Manuela Herzig ist eine von ihnen. In Seminaren hat sie die nötige Qualifizierung erworben und sich der bayernweiten Initiative „Lernort Bauernhof“ angeschlossen. Etwa 60 Betriebe gehören dazu. Der Hof der Herzigs bei Wilhermsdorf, mit seinen 60 Hektar Ackerland, zehn Hektar Wiese, den Milchkühen, Kälbern, Ziegen, Gänsen, Hühnern und Katzen, hat sich seitdem zu einem „Lern- und Erlebnishof“ gewandelt; es gibt dort jetzt auch einen Strohboden mit Schwingseilen, ein „Getreidebad“, in dem Kinder in unzähligen Körnern spielen können, und eine Kuh-Attrappe mit Gummi-Euter, an der Jungen und Mädchen das Melken üben können.

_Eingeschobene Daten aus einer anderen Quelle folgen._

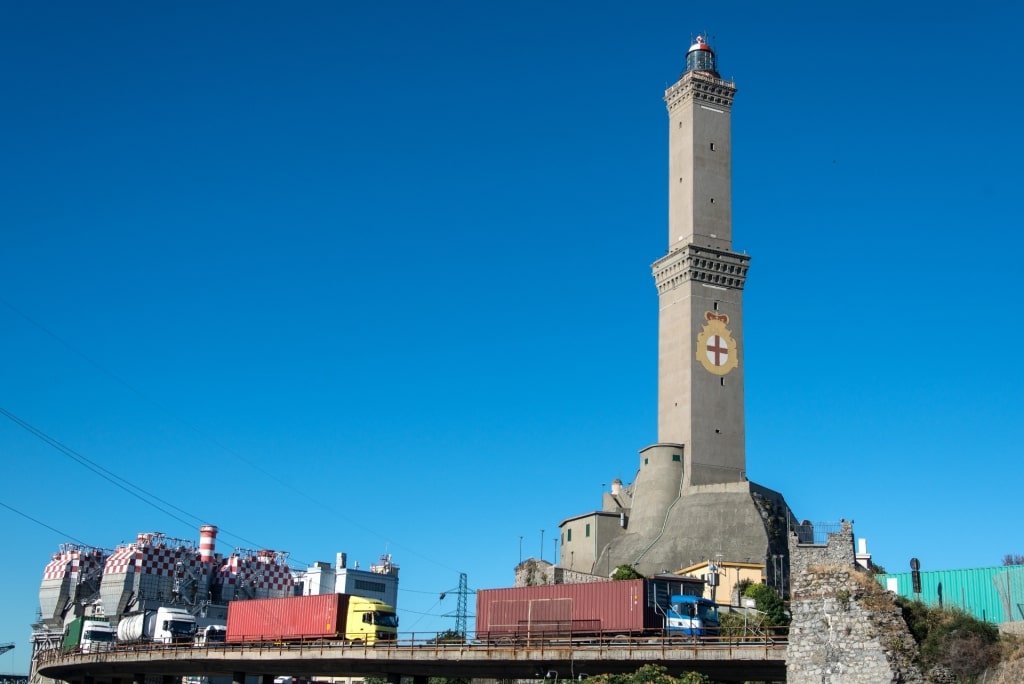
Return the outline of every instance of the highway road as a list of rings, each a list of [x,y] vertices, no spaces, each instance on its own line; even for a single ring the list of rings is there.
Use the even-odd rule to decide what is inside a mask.
[[[39,674],[76,684],[129,684],[144,677],[230,676],[261,682],[278,676],[464,677],[496,679],[579,679],[601,673],[634,672],[663,665],[669,674],[701,672],[716,681],[783,681],[785,643],[705,641],[667,643],[657,639],[616,639],[602,643],[524,644],[416,643],[376,646],[339,642],[144,646],[104,653],[58,654],[40,658]]]

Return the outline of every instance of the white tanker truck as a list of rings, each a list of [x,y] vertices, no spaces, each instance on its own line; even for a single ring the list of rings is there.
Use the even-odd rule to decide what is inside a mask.
[[[160,607],[125,615],[118,623],[118,641],[155,644],[191,644],[196,617],[184,608]]]

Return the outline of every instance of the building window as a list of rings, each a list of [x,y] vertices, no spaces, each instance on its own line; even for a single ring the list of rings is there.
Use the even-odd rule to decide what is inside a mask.
[[[377,594],[384,593],[383,582],[367,582],[366,580],[356,580],[355,588],[365,592],[375,592]]]

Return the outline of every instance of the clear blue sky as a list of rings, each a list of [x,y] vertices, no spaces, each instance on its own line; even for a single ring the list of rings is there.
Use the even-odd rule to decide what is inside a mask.
[[[0,671],[67,541],[389,552],[403,631],[550,560],[656,439],[697,33],[750,477],[894,571],[1024,552],[1022,12],[894,4],[0,4],[0,407],[188,512],[0,420]]]

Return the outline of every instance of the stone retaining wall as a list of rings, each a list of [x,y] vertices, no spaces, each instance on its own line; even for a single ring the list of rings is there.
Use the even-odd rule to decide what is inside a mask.
[[[920,684],[918,645],[893,597],[859,569],[853,525],[825,545],[790,540],[787,684]]]

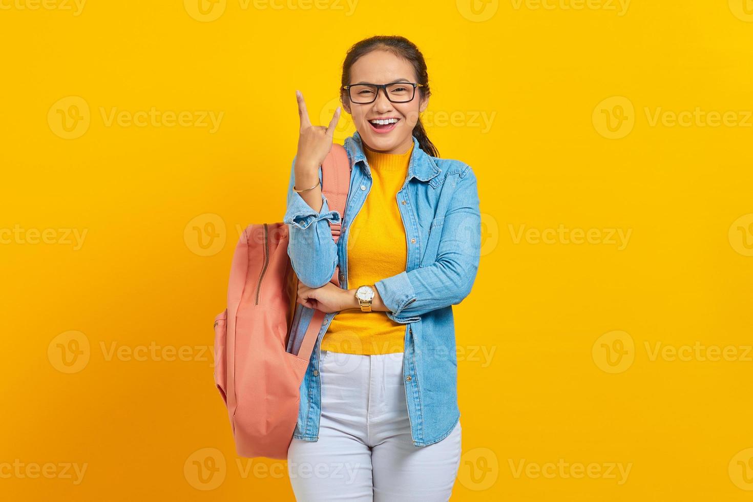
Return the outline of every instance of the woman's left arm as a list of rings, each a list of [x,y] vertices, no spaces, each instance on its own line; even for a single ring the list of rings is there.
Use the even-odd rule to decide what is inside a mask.
[[[466,167],[444,216],[434,263],[377,281],[371,310],[385,312],[395,322],[407,324],[432,310],[457,305],[471,293],[480,253],[476,175]],[[299,284],[297,301],[327,312],[360,308],[355,289],[341,289],[332,283],[318,288]]]
[[[386,308],[388,317],[402,324],[457,305],[471,293],[480,254],[478,188],[476,175],[467,166],[459,176],[444,217],[436,260],[428,266],[377,281],[374,286],[379,303]]]

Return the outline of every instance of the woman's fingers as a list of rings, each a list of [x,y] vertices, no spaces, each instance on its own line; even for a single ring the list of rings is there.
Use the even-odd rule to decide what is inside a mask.
[[[309,120],[309,111],[306,108],[306,102],[303,101],[303,95],[300,90],[295,91],[295,96],[298,101],[298,118],[300,119],[300,128],[311,126]]]
[[[330,125],[327,127],[327,135],[331,138],[334,135],[334,129],[337,127],[337,123],[340,121],[340,107],[334,111],[334,115],[332,116],[332,120],[330,120]]]

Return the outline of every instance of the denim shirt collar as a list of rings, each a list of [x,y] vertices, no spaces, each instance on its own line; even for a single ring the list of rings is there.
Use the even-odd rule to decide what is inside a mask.
[[[422,181],[428,181],[432,178],[438,175],[441,169],[437,166],[431,156],[428,155],[421,147],[419,146],[419,140],[416,136],[412,136],[413,139],[413,151],[410,154],[410,162],[408,164],[408,181],[411,178],[416,178]],[[345,149],[350,157],[351,169],[356,166],[361,166],[366,175],[371,176],[371,168],[369,167],[366,161],[366,154],[364,152],[364,145],[361,139],[361,135],[356,131],[353,135],[346,138]]]

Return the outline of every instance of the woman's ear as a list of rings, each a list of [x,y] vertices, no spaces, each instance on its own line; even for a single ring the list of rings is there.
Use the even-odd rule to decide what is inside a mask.
[[[419,106],[419,112],[422,112],[426,109],[428,106],[428,96],[424,96],[423,93],[421,93],[421,104]]]

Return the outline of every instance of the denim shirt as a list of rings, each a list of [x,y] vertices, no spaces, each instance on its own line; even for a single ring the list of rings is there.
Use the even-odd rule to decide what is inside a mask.
[[[468,296],[473,286],[480,255],[481,220],[476,175],[471,167],[459,160],[431,157],[421,149],[415,136],[413,139],[407,177],[395,194],[405,227],[407,263],[404,272],[374,285],[389,309],[387,316],[405,324],[403,381],[410,432],[413,444],[425,446],[449,435],[460,418],[452,306]],[[352,166],[344,219],[338,211],[329,209],[324,194],[322,209],[317,213],[292,190],[293,160],[283,222],[288,226],[288,255],[293,269],[309,288],[326,284],[339,264],[340,287],[347,288],[350,226],[373,180],[358,132],[346,138],[344,146]],[[340,222],[340,235],[335,243],[330,224]],[[299,345],[313,313],[314,309],[296,304],[290,338]],[[337,313],[325,315],[300,385],[300,406],[293,434],[299,440],[319,439],[321,344]]]

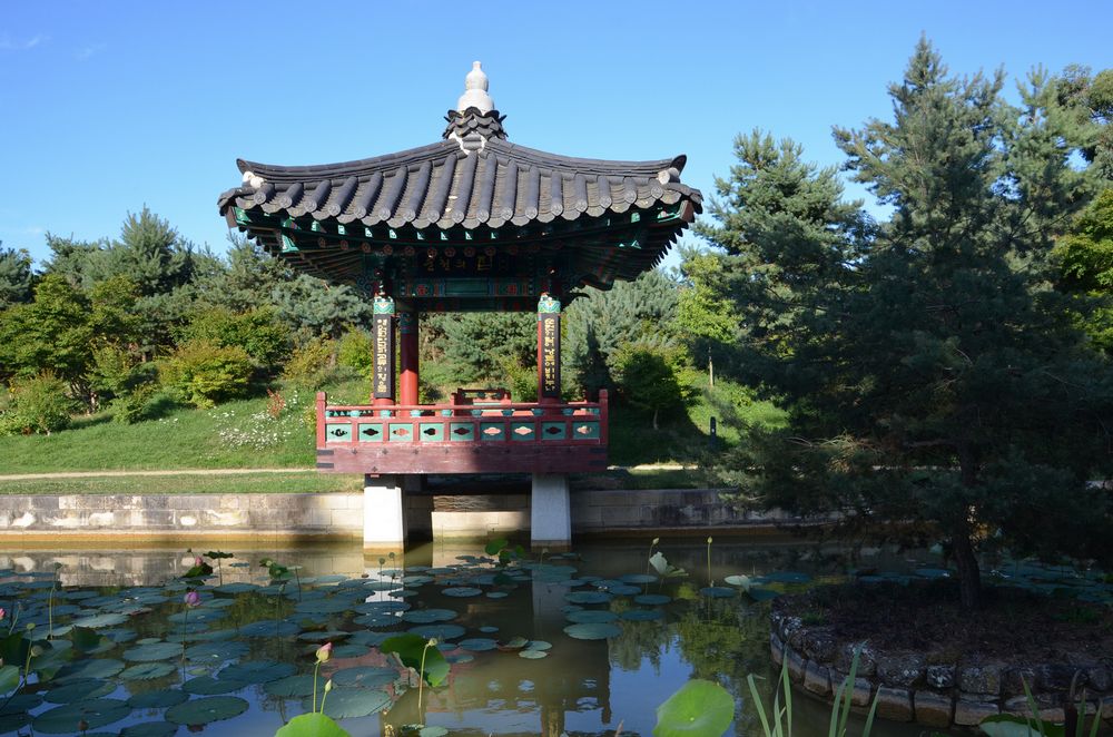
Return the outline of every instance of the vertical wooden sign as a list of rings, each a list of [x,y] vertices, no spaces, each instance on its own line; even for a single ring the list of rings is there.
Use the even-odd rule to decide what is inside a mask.
[[[372,387],[376,400],[394,400],[394,299],[376,296],[372,317]]]
[[[538,399],[560,400],[560,302],[538,303]]]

Immer neue Besucher begrüßen Manuela Herzig, ihr Mann Wolfgang und ihre drei Kinder: Kindergarten- und Mutter-Kind-Gruppen, Schulklassen und Kinder, die ihren Kindergeburtstag feiern. Mit allen Sinnen und ganz anders als in der Schule sollen sie lernen, was einen landwirtschaftlichen Betrieb ausmacht. „Vielleicht kaufen sie später auch bewusster ein“, hofft Manuela Herzig.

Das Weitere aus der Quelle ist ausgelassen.